After outlining this vision, we will describe the architectural changes needed to achieve it:
- ContentHandler laid the groundwork for non-wikitext page content, we must build on it: An HTML-format "Mediawiki DOM" ContentHandler must be written, using DOM methods to separate sections and extract redirects. The "Mediawiki DOM" Content implementation must extract secondary data (links, categories, etc) directly from the DOM. (Alternatively, page metadata should be stored in a separate JSON "page metadata" attachment and custom editors provided.)
- An HTML-based DifferenceEngine must be implemented to allow visualizing changes without resorting to wikitext.
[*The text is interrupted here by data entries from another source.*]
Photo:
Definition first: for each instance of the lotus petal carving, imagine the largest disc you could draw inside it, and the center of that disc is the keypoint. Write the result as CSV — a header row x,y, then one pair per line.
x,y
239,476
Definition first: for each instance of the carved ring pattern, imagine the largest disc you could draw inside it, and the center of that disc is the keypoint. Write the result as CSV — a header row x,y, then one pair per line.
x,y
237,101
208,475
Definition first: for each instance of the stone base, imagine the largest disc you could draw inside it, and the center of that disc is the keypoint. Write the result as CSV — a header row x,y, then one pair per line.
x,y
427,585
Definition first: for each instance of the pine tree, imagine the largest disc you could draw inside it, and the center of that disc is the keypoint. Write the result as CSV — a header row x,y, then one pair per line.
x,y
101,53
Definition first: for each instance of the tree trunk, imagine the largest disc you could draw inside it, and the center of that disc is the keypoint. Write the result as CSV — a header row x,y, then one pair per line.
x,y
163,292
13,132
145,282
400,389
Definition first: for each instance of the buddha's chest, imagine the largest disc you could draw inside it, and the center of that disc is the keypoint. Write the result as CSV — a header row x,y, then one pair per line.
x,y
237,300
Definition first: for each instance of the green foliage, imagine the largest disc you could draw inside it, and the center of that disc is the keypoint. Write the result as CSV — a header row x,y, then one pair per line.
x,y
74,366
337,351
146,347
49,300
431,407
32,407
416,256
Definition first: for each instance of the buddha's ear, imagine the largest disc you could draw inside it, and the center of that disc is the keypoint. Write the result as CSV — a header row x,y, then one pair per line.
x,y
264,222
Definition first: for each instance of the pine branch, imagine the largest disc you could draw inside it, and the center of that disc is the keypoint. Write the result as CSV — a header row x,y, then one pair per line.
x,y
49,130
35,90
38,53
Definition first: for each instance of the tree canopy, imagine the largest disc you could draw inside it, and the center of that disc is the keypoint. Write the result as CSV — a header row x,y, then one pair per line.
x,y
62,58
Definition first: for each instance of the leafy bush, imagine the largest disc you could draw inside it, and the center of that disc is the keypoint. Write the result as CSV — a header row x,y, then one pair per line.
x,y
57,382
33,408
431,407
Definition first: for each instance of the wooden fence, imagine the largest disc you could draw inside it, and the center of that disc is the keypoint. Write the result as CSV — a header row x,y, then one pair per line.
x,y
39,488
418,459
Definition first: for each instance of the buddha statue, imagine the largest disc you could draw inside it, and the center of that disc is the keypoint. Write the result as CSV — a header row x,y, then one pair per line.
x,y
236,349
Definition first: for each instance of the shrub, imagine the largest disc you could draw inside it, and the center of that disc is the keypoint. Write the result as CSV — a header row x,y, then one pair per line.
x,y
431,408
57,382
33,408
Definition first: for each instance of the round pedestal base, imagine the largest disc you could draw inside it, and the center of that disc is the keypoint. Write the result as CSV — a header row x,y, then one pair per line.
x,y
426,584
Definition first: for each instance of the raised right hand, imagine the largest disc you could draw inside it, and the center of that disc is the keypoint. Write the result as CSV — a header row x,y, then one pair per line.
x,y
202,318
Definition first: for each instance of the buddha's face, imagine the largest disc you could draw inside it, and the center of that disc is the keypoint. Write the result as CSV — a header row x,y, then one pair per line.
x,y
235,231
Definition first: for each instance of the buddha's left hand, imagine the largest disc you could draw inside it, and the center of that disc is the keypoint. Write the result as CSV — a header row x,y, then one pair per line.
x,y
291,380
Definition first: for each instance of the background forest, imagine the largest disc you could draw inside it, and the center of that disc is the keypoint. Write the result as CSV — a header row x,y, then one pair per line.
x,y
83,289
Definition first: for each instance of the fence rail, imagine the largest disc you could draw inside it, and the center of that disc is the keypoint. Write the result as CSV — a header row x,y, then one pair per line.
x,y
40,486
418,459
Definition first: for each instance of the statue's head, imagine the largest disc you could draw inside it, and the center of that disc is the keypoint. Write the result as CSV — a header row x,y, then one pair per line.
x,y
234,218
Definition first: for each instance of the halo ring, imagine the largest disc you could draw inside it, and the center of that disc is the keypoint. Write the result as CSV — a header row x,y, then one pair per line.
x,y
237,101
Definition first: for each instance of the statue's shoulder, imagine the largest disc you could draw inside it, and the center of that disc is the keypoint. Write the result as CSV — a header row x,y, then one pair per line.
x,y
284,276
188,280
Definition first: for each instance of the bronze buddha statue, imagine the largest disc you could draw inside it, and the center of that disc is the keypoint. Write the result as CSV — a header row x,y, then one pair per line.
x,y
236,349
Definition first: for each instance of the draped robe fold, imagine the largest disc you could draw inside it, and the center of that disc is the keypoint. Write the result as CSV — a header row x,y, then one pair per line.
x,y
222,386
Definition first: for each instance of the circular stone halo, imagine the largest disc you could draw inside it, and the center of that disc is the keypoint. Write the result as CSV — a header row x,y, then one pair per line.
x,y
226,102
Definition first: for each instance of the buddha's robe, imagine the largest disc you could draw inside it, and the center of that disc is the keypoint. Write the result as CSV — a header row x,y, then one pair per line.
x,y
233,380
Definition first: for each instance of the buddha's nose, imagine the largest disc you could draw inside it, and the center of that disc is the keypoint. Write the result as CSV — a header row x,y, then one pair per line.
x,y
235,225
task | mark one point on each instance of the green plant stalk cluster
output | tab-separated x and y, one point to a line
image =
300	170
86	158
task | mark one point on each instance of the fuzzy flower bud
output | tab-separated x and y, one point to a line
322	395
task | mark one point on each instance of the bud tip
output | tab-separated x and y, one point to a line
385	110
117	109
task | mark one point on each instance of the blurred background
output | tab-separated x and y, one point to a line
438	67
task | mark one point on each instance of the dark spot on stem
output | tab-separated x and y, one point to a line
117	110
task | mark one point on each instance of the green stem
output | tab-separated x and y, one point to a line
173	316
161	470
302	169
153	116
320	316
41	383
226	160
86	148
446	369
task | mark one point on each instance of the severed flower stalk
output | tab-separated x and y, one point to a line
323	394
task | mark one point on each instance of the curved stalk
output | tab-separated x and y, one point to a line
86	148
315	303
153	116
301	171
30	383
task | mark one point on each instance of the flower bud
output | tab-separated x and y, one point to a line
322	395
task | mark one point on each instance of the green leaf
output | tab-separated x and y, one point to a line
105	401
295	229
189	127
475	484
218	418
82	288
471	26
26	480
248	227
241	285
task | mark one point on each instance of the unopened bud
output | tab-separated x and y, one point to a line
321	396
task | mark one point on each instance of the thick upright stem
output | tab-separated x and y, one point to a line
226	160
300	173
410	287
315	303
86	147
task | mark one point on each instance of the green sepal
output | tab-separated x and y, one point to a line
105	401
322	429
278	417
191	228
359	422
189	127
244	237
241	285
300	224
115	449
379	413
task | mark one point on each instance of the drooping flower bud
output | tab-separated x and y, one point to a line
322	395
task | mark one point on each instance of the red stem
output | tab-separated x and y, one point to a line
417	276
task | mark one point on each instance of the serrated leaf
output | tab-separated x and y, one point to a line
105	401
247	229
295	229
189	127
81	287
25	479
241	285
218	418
- VisualEditor must be tweaked to fetch Mediawiki DOM directly, bypassing Parsoid; ditto on save.
- System messages must be associated with a content model, to allow HTML-formatted system messages. Localization workflows need to accommodate non-wikitext messages. Most messages do not need formatting and should probably shift to a "plaintext" content model.
- The Sanitizer will need improvement so that it is appropriate to run directly on Mediawiki DOM.
- Compatibility thunks are also desirable. These would use Parsoid to dynamically generate wikitext from the Mediawiki DOM to allow some legacy extensions and APIs to function.
Perhaps a rough prototype can be demonstrated. The attendees will be able to suggest other areas that might present roadblocks to an HTML-only wiki.
The long-term goal of the Parsoid team is for Parsoid to eventually disappear, replaced by HTML-only wikis and round-trip conversion tools to simpler "source" formats. The main Wikipedia projects will continue to rely on wikitext for a long time yet, but this work would be the first step towards deprecating Parsoid for some users: allowing small wikis to install a monolithic PHP-only mediawiki core with native HTML storage and visual editing, in the same way Flow has been able to use native HTML storage.
- Agreement with stakeholders on the major implementation tasks above.
- Input from broader community about wikitext dependencies in our tooling/processes/extensions/gadgets/etc which could be reimagined, could be reimplemented using Parsoid DOM, or require deeper thought.